Few examples of simplification I have used in the past.

  • Use a static CSV or JSON instead of an interface.
  • Hardcoding works. (If you can convince your engineering team.)
  • Assume defaults — remove choices and inputs.
  • Use rules instead of fancy algorithms.
  • Discrete selections instead of open-ended inputs (aka chat-bot).
  • Human-powered processes instead of tech solutions.

The goal is not to create fancy tech. It is to solve a problem that your customers value. Bring in the tech once the hypotheses are validated and you need to scale.

Building Mobile Apps

Owning Cleartrip’s mobile apps between 2014–16 was one of the most satisfying assignments I worked on. It was the beginning of the mobile growth years in India. We had the opportunity to shape the direction of the product. The team’s effort improved most metrics. There was external recognition as well. The app was selected Editor’s Choice on both App Store and Play Store in this period and won a few product-design awards as well.

The success of the mobile platform also gave me the opportunity to be part of public discourse on mobile growth in India. Here are some mobile app development principles I had put together for a presentation during that time. Much of it is still valid.

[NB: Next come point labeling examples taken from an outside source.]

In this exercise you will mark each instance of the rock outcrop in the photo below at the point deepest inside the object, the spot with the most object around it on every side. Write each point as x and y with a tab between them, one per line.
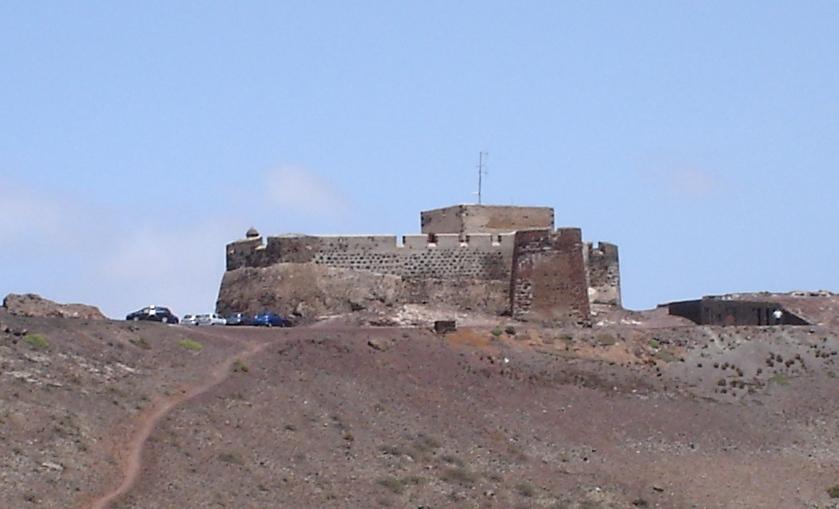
30	304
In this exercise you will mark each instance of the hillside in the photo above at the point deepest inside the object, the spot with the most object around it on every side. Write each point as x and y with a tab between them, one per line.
640	412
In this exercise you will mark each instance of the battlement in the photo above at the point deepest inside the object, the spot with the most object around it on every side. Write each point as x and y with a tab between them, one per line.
486	219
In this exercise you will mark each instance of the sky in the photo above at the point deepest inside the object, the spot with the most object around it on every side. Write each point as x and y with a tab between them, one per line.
138	138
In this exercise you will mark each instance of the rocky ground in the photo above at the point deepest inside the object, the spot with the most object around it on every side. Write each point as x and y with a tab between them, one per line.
641	410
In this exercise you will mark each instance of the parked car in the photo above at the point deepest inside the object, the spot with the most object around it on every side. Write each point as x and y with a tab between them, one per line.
239	319
269	319
153	314
210	319
189	320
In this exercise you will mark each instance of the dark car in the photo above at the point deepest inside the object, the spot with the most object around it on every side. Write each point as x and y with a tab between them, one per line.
153	314
268	319
240	319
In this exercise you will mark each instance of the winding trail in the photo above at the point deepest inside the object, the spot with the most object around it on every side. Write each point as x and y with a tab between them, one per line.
131	456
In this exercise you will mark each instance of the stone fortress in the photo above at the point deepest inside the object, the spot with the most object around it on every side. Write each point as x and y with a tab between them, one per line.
503	260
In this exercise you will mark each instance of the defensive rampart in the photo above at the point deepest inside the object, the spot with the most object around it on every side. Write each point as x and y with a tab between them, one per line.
444	256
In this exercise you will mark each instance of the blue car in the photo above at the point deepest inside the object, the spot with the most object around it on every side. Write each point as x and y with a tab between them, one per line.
268	319
239	319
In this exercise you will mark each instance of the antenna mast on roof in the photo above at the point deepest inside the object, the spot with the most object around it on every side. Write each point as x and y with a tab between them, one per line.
482	156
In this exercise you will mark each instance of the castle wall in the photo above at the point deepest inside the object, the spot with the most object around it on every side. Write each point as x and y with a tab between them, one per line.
603	273
442	257
549	281
486	219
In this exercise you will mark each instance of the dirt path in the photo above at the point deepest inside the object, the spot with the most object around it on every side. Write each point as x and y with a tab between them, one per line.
132	453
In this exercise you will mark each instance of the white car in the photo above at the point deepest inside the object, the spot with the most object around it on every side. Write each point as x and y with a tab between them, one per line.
211	319
189	320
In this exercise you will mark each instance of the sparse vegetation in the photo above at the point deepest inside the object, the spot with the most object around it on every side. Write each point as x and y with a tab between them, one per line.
525	489
140	343
239	366
191	345
452	460
605	339
231	457
396	485
36	341
425	444
459	475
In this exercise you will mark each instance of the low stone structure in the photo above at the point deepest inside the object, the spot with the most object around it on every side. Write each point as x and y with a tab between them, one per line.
726	312
502	260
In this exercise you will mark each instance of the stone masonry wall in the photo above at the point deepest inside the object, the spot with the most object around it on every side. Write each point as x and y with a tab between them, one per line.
443	257
486	219
603	273
549	281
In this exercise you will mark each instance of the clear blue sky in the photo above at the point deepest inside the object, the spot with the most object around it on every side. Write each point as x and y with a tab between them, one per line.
136	139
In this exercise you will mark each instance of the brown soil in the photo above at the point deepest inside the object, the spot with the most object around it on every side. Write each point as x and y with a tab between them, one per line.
617	416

  • It is still difficult to tap, type, correct and read on a mobile screen. Reduce and remove friction for these actions.
  • Reduce the number of taps required to reach a goal. Provide recommended starting points, combine actions to reduce clicks, ask for as few details as possible.
  • Reduce duplication, make it easy to find again. Remember recent and past actions, repeating inputs and “what I’ve already seen”.
  • Anticipate user needs and intervene. Assisted filters, fuzzy search and real-time input validation reduce stress.
  • Make it easy to assimilate information. Solve for aggregate (result-set grouping) as well as specific information (result metadata). Progressively disclose details.
  • Gracefully handle errors — ”What did I do wrong? What are the consequences? What should I do now?” Switching context to Google for solutions is stressful.
  • Solve for the journey; not the stop. Engagement brings users back. When users come back, trust increases. Increase in trust leads to (repeated) conversion(s).
  • What does a customer lose by leaving? What does a customer gain by staying? These are the best use-cases.
  • The best use-cases decay slower than others increasing retention. Encourage and guide users to these use cases.
  • Solve for mobility. Use device capabilities, solve mobile specific use cases (eg. near me, right now, share). But respect the physical limitations of the device — display, storage, bandwidth, battery. [1]
  • Respect the platform. Use first-party patterns where available. Don’t port patterns across platforms.

[1] This is one aspect where things have changed significantly in the last 2 years. Most of these aren’t practical limitations any more. But that is no reason to be complacent. Behaviour (eg. concern about app size) is hard to change.